Are you “truly” listening to your partner?
There’s a weird phenomena floating about ‘out there’ and I think it has existed for absolute centuries. Ever since speech was invented and we no longer needed to rely on our body language as a form of communication; which of course was a more honest form but that’s a story for an entirely different day. The phenomena I like to call it is, “Not properly listening to your partner” and it’s a part of life that stems from the way in which each of us process information, or Information Processing as it’s professionally called.
Information Processing is the way in which we receive unedited information and then roll it through our brain and then it pops into our heads in a way in which we can understand it. It’s not just as simple as this though because the information needs to travel through our ‘brain filters’. What are these you ask? Well say for example I told you that “Allah is the real God” then my words would go into your Brain and you would take that information through ‘your childhood’ and ‘your experience with religion’ then perhaps ‘cultural experience’ or ‘social barriers’ and a wealth of other filters and, depending on those factors and the result you came up with you may take the information in and ‘agree’ or reject it entirely and ‘disagree’. This was a very basic example of course
This happens in loving relationships a bit too often, and I dare say it’s more common in men than it is in women. Perhaps it’s because the main portion of my friends are women; all the same I hear and see it everywhere. Women complaining, “I wish he would just listen to me” – I’m not saying I’m perfect. I too occasionally switch off and my wife will go mad.
Steep Learning Curve
What I have learned through life (and it’s been a steep learning curve) is to learn my biases and prejudices, and work around them. Learn to go with the flow. A thought happens in an instant so the processing is pretty damn fast. But we can learn to recognise when we are being biased, or prejudiced or judgemental. It’s also very important to learn that other people have entirely different thought processes to you too. Given that everyone was brought up and nurtured in an entirely different way to you; that and life throws everyone a different message.

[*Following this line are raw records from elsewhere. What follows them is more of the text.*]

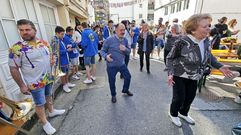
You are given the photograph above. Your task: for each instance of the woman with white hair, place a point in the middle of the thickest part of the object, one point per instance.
(186, 63)
(171, 38)
(145, 42)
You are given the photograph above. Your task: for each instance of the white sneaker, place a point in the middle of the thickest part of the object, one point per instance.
(93, 78)
(71, 85)
(75, 77)
(66, 88)
(49, 129)
(87, 81)
(56, 112)
(175, 120)
(237, 100)
(189, 119)
(79, 74)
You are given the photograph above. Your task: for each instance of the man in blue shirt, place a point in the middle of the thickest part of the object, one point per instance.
(61, 54)
(72, 52)
(90, 45)
(114, 50)
(108, 30)
(136, 32)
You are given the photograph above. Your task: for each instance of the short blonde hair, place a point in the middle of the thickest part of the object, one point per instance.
(193, 22)
(232, 22)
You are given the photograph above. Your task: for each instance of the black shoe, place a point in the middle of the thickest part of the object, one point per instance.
(128, 93)
(113, 99)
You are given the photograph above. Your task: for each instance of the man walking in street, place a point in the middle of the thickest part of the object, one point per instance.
(33, 57)
(136, 32)
(114, 51)
(61, 53)
(108, 30)
(90, 45)
(72, 52)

Take me for example; I was an only child, my Dad emotionally abused me, my Mum felt seriously bad for me and so did my Grandparents. I was the centre of the entire Universe for a very long time. I didn’t need to share anything with anyone, apart from the spare sweet on the playground with friends. Hell, I lived on my own for practically six years before I met my [now wife], so you could probably imagine the self-centredness that was entrenched in my daily life. So when I met her it seemed completely strange to do things as a couple. Normally when I wanted to go out and do something I could just go do it. How weird it was to have to discuss everything with her. And it took a lot of work on her behalf to have me come around. “You need to discuss it with me” was met with my filter ‘But I’ve never needed to do it before, why should I now? I am my own person’ – but after a while I realised this was me existing as a single person rather than a couple. Boy did she have her work cut out. Haha
Not only that but it was simpler things like when I was trying to watch something that I liked on TV and she would be trying to talk to me about something serious; and my ‘TV is more important’ filter would be on. It’s definitely not that I didn’t see her as valueable, or appreciate her, or love her. It’s because I had been brought up, lived in and mixed with people in a certain way that caused me to process her information like this.
Looking to the future
So what do we do? I think this is a massive problem. People aren’t actually learning about their filters; people are thinking on auto-pilot and deeming what they know, hear, or say is the truth. And when we get intervention by someone that disagrees for whatever reason we aren’t actually digesting that information properly. I’ve seen mega arguments between couples in the past because of a breakdown in communication. Not because it was intentional, but because each of them weren’t properly listening to each other.
In a relationship you should know your partner and know why they say the things that they do. Similarly you should know (or get to know) why you do and say the things that you do. And BE A PROPONENT FOR CHANGE. Evolve every day, co-exist with your partner and help them evolve every day.